Après ces crises d'incertitude et même après une dépression nerveuse, Céline s'est rendue à son amour, Philippe. Mais pendant le mariage et même après, elle se tenait assez unique: Elle est arrivée très en retard à la cérémonie nuptiale et de plus, elle était habillée en noir! Aller, à l'église et avoir une cérémonie réligieuse était contre ses idées. Elle n'y est allée que pour Philippe et sa famille.
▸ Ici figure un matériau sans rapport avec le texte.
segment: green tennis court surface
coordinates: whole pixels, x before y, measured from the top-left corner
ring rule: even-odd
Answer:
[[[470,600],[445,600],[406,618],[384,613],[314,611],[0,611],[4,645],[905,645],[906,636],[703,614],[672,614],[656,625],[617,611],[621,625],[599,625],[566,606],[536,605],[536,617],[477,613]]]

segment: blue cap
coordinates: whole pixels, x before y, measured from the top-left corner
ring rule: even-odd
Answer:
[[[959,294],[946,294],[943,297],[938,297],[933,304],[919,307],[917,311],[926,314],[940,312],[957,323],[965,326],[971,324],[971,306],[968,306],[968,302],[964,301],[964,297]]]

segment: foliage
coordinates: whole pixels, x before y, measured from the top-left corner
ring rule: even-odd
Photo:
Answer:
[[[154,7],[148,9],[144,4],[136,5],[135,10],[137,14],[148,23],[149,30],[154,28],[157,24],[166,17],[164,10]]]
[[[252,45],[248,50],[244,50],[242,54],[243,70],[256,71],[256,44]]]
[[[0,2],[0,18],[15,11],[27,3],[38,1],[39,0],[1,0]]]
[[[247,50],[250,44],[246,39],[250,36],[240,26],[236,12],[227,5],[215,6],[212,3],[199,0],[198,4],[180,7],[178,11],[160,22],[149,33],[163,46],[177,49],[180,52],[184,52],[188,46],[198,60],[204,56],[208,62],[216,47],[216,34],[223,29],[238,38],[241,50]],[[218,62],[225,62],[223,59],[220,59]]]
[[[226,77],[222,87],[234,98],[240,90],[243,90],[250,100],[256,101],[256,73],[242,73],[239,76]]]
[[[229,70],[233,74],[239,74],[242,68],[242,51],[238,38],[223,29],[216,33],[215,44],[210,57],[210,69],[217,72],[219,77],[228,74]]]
Elle a abandonné ce que ses pensées lui disaient et aussi ce qu'elle voulait faire: N'aller qu'à la mairie et avoir une cérémonie civile. Mais encore une fois elle a fait ce que Philippe voulait. On a l'impression que Philippe se souciait de ce que croyaient les autres et pas de ce que Céline et lui voulaient faire. "Un mariage civil les embarrasserait. Or je ne vois aucune raison de les embarrasser" (p. 34). Philippe paraissait se conduire un peu d'une façon acceptée par sa propre classe sociale.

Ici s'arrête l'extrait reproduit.